As the economy plummeted, more than 5 million LGBTQ workers were likely to have been impacted by COVID-19, according to recent estimates from the Human Rights Campaign. Jobs in restaurants and food service, hospitals, K-12 and higher education and retail industries have been hit, making up about 40% of all industries where LGBTQ people work, the organization found. More than 33 million Americans have submitted unemployment claims since March.
“While we do not have official numbers on how many LGBTQ people have contracted coronavirus or have died because of it, we know in addition to health disparities, LGBTQ people are employed in the industries heavily impacted by the pandemic, such as retail, nightlife, restaurants, and they are more likely to live in poverty, be food insecure, and uninsured,” said Tyrone Hanley, senior policy counsel of the National Center for Lesbian Rights, the first national LGBTQ legal organization founded by women in California.
Roughly 9% of LGBTQ were unemployed, compared with 5% of all Americans, before the outbreak. About 27% of LGBTQ people were food insecure, compared with 15% of all Americans.
LGBTQ Americans are also more likely to be homeless than other Americans. Up to 45% of homeless youth are LGBTQ, while LGBTQ people ages 18 through 25 are two times more likely to be homeless than their peers, according to the Williams Institute, a leading research center on sexual orientation and gender identity at the University of California, Los Angeles, School of Law.
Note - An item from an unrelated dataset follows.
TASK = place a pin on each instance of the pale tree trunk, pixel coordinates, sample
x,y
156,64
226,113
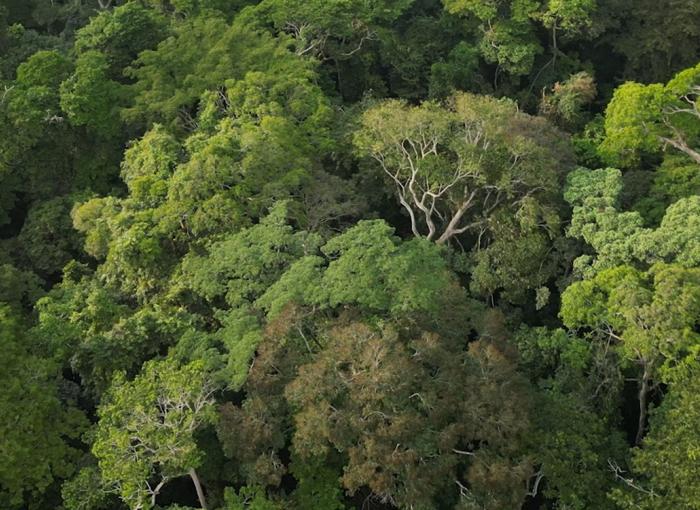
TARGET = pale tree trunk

“We estimate that 139,700 transgender adults were unemployed at the time the coronavirus pandemic began. Recent job losses due to official orders enforcing social distancing practices will likely increase this number and exacerbate existing employment disparities,” said Jody L. Herman, a scholar of public policy at the Williams Institute and co-author of a recent report on COVID-19 and transgender Americans.
LGBTQ people of color tend to face much harsher discrimination compared with their white counterparts because of their ethnicity, in part because of barriers such as inadequate or nonexistent nondiscrimination protection for LGBTQ workers, and a lack of mentoring, said Goldberg.
“We know that with the economic issues arising many of them won’t be able to work at their jobs, or their jobs aren’t remote, meaning they’ll lose a paycheck,” Goldberg said.